The good news is that basic hygiene will go a long way. The CDC recommends:
- Carefully washing your hands with soap and water before sexual activity, eating or preparing food, and after going to the bathroom, changing a diaper, or cleaning up after someone who went to the bathroom
- Throwing away diapers in a covered, lined garbage can
- Cleaning up mess from diapers thoroughly and promptly
- Avoid swallowing water from lakes, ponds, and swimming pools
- Refraining from sex when you have diarrhea, and for two weeks after diarrhea resolves
You can keep others well by staying home when you’re sick, and by not returning to work or childcare if you’ve had Shigella until you’ve been cleared by your local public health department to do so, Jervis says.
Public health workers can connect those who are not allowed to work due to Shigella infection with community resources that can help during the financially challenging time, she adds.
What is antimicrobial resistance, anyway?
Antimicrobial resistance occurs when bacteria, viruses, fungi, and parasites evolve over time, becoming less responsive to medicines, making infections increasingly difficult, or impossible, to treat.
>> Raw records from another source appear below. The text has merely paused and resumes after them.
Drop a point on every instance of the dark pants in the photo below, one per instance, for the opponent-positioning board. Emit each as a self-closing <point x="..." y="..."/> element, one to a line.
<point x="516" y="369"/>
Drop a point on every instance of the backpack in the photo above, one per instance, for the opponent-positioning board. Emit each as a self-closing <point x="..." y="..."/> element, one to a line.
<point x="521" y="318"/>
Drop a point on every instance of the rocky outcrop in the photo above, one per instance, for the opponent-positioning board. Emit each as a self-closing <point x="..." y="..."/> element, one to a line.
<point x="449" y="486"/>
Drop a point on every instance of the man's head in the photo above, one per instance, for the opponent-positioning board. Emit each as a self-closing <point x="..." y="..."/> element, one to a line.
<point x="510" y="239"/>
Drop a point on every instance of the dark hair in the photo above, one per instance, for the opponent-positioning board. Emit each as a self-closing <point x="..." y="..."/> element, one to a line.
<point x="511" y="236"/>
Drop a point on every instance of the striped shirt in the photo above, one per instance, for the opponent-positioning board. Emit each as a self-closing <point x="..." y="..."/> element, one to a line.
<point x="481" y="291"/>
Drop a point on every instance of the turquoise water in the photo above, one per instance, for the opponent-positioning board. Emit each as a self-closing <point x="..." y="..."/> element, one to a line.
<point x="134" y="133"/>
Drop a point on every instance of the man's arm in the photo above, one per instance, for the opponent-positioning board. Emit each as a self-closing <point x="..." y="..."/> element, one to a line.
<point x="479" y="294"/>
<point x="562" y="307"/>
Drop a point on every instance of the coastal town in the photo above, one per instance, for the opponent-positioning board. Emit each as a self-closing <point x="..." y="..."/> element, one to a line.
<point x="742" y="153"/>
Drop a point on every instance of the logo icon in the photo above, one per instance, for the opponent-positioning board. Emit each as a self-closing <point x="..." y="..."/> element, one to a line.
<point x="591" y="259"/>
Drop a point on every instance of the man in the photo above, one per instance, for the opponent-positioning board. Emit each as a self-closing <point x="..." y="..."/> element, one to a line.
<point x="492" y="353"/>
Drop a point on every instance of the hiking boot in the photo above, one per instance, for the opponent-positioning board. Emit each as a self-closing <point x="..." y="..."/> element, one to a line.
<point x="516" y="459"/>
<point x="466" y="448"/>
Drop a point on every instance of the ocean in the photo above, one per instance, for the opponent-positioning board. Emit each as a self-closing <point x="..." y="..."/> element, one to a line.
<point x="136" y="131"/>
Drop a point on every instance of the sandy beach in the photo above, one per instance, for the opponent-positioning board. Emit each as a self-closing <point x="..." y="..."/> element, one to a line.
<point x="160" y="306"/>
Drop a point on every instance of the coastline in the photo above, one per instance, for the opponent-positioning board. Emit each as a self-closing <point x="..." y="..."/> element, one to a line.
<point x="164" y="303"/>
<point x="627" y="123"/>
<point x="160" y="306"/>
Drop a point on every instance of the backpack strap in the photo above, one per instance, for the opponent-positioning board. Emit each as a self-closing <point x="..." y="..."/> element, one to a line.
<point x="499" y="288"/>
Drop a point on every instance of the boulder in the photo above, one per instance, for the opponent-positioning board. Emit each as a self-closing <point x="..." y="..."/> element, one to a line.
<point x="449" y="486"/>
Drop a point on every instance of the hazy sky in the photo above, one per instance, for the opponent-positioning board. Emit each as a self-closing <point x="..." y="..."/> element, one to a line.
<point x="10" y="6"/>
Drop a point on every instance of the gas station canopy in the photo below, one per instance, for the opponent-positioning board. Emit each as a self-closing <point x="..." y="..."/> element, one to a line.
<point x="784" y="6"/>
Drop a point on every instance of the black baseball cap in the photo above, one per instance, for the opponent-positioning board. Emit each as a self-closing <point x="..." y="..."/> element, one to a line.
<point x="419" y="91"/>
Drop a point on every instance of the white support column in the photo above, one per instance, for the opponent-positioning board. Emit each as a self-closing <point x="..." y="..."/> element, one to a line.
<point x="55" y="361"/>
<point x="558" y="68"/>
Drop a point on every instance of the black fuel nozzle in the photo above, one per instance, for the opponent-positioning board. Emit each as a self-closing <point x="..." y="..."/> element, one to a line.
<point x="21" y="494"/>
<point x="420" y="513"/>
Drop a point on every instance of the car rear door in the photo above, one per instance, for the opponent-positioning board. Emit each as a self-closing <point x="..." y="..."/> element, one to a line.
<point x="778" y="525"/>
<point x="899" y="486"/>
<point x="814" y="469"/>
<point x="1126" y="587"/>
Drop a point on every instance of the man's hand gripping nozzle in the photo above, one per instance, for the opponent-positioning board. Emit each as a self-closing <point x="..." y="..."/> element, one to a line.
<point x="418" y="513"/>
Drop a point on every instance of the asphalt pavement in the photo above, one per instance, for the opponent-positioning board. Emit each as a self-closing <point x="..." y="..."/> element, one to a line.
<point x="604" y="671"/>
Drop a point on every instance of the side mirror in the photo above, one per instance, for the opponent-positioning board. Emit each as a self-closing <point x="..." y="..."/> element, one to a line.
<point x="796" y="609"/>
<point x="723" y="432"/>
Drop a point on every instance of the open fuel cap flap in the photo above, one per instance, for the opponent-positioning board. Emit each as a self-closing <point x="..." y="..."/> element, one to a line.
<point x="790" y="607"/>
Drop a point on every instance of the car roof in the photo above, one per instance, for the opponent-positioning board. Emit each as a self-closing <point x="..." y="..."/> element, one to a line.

“We are watching this antibiotic era turn into a post-antibiotic era,” Dr. Michael Osterholm, director of the University of Minnesota’s Center for Infectious Disease Research and Policy (CIDRAP), told Fortune in late January. “That is a scary proposition.”
Global efforts are underway to slow the increase of resistance, since it’s an impossible process to stop, he said. But little is being done in this regard, or to develop new treatments. A November 2021 statement by the WHO called the clinical pipeline of new antimicrobials “dry.”
It wasn’t so long ago that “children died all the time from bacterial infections that today we wouldn’t think twice about—they’re easy to treat,” Osterholm said.
“Our great-grandparents grew up in a pre-antibiotic era,” he said. “My generation, in large part, and my kids’ generation, grew up in an antibiotic era. Our grandkids and great-grandkids are clearly going to be living—at least in many areas of the world—in a post-antibiotic era.”
Antimicrobial resistance, like climate change and preparation for the next pandemic, are insidious issues, relatively easy to ignore—until they’re not, he cautioned.
“One of the challenges right now is envisioning this new world and doing something about it,” he said. “We talk about it, think about it, hold a couple of meetings about it. But in the end, what have we really done to change the course of the future?”